I hope you enjoyed reading about my birth story. I would love to learn about yours. Please share your story, if you want, by leaving a link in the comments below.

À bientôt! :]


Saturday, October 25, 2014

Welcome to Intricately Chic!

Welcome to Intricately Chic!
I’ve always wanted to start a blog, but I’ve never been brave enough until now to actually try it. What I’d really like to make is a vlog. However, that is not something within my capabilities. So, I am here. I am excited to kick this thing off and to get to know those of you who choose to read what I have to say.

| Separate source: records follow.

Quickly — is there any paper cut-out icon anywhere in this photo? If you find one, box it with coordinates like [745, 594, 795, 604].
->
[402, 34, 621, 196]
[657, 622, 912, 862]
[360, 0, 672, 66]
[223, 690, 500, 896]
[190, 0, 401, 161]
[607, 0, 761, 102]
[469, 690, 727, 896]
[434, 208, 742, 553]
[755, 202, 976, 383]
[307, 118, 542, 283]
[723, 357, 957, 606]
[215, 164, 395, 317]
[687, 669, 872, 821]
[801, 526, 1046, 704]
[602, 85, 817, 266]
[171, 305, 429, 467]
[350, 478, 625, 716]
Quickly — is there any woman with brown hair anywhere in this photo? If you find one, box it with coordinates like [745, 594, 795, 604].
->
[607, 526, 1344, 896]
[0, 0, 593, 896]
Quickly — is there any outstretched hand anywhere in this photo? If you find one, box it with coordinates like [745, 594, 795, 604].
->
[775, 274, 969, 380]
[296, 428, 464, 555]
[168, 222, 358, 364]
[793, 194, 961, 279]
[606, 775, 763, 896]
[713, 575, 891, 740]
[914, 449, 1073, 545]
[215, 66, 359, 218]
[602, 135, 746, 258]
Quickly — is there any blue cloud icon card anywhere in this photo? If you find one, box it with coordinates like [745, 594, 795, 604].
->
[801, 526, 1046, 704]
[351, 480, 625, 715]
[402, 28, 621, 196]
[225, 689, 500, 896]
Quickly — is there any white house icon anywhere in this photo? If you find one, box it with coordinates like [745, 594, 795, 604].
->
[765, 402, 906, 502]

To start off I need to introduce myself. How can I truly reach out to others when my readers don’t know who I am?

ME…


You can call me Wyte (pronounced white). I am in my mid-twenties, married, with one child. I am currently going to school, here in Arkansas, to receive a Bachelor’s Degree in Studio Art with a minor in French. My mother tells me that I’ve been drawing since I could hold a pencil in my hand. Art is one of the biggest passions in my life and I couldn’t imagine my life without it. You can look forward to future posts where I will highlight my current work, art shows that I’m participating in, and reviews on other artist’s work.

MY FAITH…

Another passion of mine is my religious belief and lifestyle. I know that there are many people who do not agree with religion, but I would be doing myself and everyone else a disservice if I do not speak out about this part of my life, since it is so important to me. I am a Baptist. I attend church services at least three times a week: Sunday morning, Sunday evening, and Wednesday evening. I also attend the various activities hosted by my church. Now, I am by no means perfect and I will never profess to be. My purpose is not to offend and I hope that you will come to see that. I understand that everyone has the right to choose how you want to live your life and you are entitled to your own opinion. I respect that. Please respect mine.

MY HUSBAND…


My husband, Nick, is also in his mid-twenties. He is two years older than I am. My husband and I have been married for 5.5 years, but we have known each other for over ten years. Our families knew each other before we had even met so we have quite a bit of history despite how young we both were when we got married (I was eighteen at the time). Currently, he is a Security Forces member in the Air Force, but by July of 2015 he will no longer be enlisted. He plans to continue in the civilian police force. I will talk more about this in later posts as this is a topic that weighs heavily on my mind.

MY SON…


My son’s name is Cooper and he is 4.5 months old. I love being a mother. It’s so much more fun than I had anticipated and it makes me smile just talking about him. He makes my life so much more difficult, but he is totally worth it. Before I got pregnant I was never one to do much research on anything, at least not in depth. Since about halfway through my pregnancy I have become a lot more informed on topics concerning my child. I will be talking more about him in future posts, giving updates on how he’s growing and learning and on topics that relate to infants/children/parenthood.


Alright, now that I have given you a little insight into my life, please feel free to say hello and introduce yourself if you wish.

À bientôt! :]
A family portrait taken when Cooper was 2 weeks old.